4.3 Results and Analysis

All the participants have enjoyed the test. Observed scores are reported at Figs. 2 and 3 for the pre-training and post-training.

Fig. 2.
figure 2

Scores realized at the first level

Fig. 3.
figure 3

Scores realized at the second level.

For the first level, we find that all players are at least as good as before using the game. We can observe that the score increases by an average of (38%) from 6.26 to 8.67 after the training session. Although these results show a clear improvement, at this stage we cannot conclude that this game allows improving capabilities for identifying the direction of a 3D sound. In fact, given the high rates of proper identification at this level, it seems that this scenario is fairly easy to complete. Such an observation reinforces other studies that have often mentioned that the identification of the left and right directions is easier for a human.

At the second level, we find that the score increases by an average of (42%) from 3.8 to 5.4 after the training session. With these results, we observe that the improvement is more marked than in the first level whereas this level is obviously more difficult to complete. This suggests that the game could be a good help for improving the capabilities to locate a sound in a complex 3D scene.

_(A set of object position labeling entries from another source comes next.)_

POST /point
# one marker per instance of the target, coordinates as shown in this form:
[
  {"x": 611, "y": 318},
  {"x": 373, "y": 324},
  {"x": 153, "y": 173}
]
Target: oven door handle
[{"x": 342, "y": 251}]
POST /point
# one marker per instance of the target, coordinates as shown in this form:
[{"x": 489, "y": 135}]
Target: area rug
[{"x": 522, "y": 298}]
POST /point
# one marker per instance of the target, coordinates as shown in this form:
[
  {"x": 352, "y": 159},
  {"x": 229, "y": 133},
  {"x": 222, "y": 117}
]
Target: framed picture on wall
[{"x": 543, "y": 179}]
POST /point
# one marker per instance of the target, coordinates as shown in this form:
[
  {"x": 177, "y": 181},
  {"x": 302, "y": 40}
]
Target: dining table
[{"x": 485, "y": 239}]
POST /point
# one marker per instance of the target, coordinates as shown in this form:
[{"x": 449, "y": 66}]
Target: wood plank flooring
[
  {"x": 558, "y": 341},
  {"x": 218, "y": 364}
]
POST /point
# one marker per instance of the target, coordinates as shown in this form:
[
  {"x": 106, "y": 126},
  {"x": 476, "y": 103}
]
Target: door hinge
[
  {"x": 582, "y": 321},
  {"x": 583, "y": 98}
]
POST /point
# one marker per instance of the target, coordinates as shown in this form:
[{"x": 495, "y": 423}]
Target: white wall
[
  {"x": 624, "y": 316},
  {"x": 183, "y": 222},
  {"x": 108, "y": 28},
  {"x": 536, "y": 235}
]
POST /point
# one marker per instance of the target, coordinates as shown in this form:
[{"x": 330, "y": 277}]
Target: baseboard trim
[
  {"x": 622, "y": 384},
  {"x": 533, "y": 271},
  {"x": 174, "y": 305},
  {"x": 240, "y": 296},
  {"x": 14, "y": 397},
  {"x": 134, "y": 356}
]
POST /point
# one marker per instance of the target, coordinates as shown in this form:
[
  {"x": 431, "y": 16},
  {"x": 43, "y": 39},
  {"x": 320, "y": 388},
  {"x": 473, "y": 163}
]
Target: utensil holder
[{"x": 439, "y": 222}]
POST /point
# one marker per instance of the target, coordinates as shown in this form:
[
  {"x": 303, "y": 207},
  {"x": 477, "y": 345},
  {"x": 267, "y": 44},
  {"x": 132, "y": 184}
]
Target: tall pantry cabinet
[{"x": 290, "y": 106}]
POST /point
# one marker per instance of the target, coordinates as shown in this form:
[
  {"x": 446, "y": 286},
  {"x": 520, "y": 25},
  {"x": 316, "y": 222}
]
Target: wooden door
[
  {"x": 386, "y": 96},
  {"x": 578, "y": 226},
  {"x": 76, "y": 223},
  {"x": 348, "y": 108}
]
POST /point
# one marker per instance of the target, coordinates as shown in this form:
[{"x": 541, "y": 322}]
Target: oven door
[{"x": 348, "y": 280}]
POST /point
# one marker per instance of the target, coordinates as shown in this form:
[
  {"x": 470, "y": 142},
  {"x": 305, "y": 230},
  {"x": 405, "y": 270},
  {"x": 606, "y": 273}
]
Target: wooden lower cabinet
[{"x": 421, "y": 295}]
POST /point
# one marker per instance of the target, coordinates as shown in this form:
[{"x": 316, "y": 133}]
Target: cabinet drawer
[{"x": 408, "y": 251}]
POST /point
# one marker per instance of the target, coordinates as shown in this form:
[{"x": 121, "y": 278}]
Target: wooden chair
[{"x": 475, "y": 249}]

In a general way, it is important to note these results only concern a short-term learning. It will be important to assess if people do enjoy the game for a long period of play. In the same way, we want to evaluate for how long people will take advantages of the skill acquired in the game. All these aspects need to be studied in a future work. We also found that the contact level of participants with video games positively influenced their scores. This suggests that participants who often play video games might have better scores than the others. Nevertheless, we believe that this relationship should be investigated in detail in a specific study.

5 Conclusion

In this paper we described the design of a serious for helping people at developing their capabilities to detect the direction of a 3D virtual sound. For this, we exploited a framework that supports the learning objectives within an enjoyable environment. The proposed game is positioned in a bar where the user plays the role of a waiter. He has to locate the position where the sound is coming from in order to not break the glasses. At current stage, the game counts two levels. At the first one, the user has to identify whether the sound is coming from his left or from his right. At the second level, the user has to identify the direction of a sound that may come all around his head. This game has been implemented in Unreal 4. With the realized experiment, we observed that all the fifteen participants of that study have, for the two level of the game, improved their score after practicing the game for a period of 10 min.

We are now developing the next two levels of the game. Moreover, we want to investigate the impact of using this game over a long period. For this, we want to make the game available for free in specialized markets.